OPINION OF THE COURT

 

delivered by LORD BRODIE

 

in

 

APPLICATION FOR LEAVE TO APPEAL UNDER SECTION 103B OF THE NATIONALITY, IMMIGRATION AND ASYLUM ACT 2002

 

by

 

N.O.

Applicant;

 

against

 

THE SECRETARY OF STATE FOR THE HOME DEPARTMENT

Respondent:

 

_______

 

 

 

Act: Forrest; Drummond Miller LLP (Applicant)

Alt: Lindsay; Office of the Solicitor to the Advocate General (Respondent)

28 March 2008

 

Introduction

 

[1] This is an application for permission to appeal against a decision of an Immigration Judge following upon a reconsideration of an appeal against refusal of a claim for asylum. The applicant is a 30 year old male who is a national of Sudan and who comes from the Darfur region. He is a member of the Massaleit tribe. The respondent is the Secretary of State for the Home Department.

[2] The applicant entered the United Kingdom on 5 October 2004. He claimed asylum on 6 October 2004. By decision letter dated 28 November 2004 the respondent refused the applicant's claim. The same letter also expressed the respondent's decision that the United Kingdom would not be in breach of its obligations under the European Convention on Human Rights if the applicant was removed and returned to Sudan. The applicant appealed. That appeal was refused in terms of a determination by an adjudicator dated 9 March 2005. The applicant applied for a reconsideration. After a hearing on 7 October 2005 the Asylum and Immigration Tribunal adjourned the matter and transferred it to Glasgow for further reconsideration by way of a complete rehearing of the appeal. That appeal was refused by the Immigration Judge in terms of a determination dated 6 April 2006.

[3] The applicant applied to the Asylum and Immigration Tribunal for permission to appeal the decision of the Immigration Judge to this court on a point of law. Permission was refused by the Senior Immigration Judge on 24 July 2006. The application was renewed, on refusal by the Tribunal, by an application to this court under section 103B(3)(b) of the Nationality, Immigration and Asylum Act 2002, as amended, in terms of an Application lodged on 7 September 2006.

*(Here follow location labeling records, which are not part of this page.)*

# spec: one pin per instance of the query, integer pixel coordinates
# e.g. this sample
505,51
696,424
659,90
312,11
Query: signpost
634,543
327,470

[4] The application appeared before us for hearing on the Summar Roll on 5 March 2008. Mr Forrest appeared on behalf of the applicant. Mr Lindsay appeared on behalf of the respondent. Mr Forrest invited us (1) to grant permission to appeal; (2) to treat the application as an appeal; (3) to grant the appeal; and (4) to remit to the Tribunal for further reconsideration. Mr Lindsay indicated that he would argue that there had been no error of law on the part of the Immigration Judge but from the perspective of the respondent, it was of no matter whether the issue was determined on an application for permission to appeal or on the appeal itself.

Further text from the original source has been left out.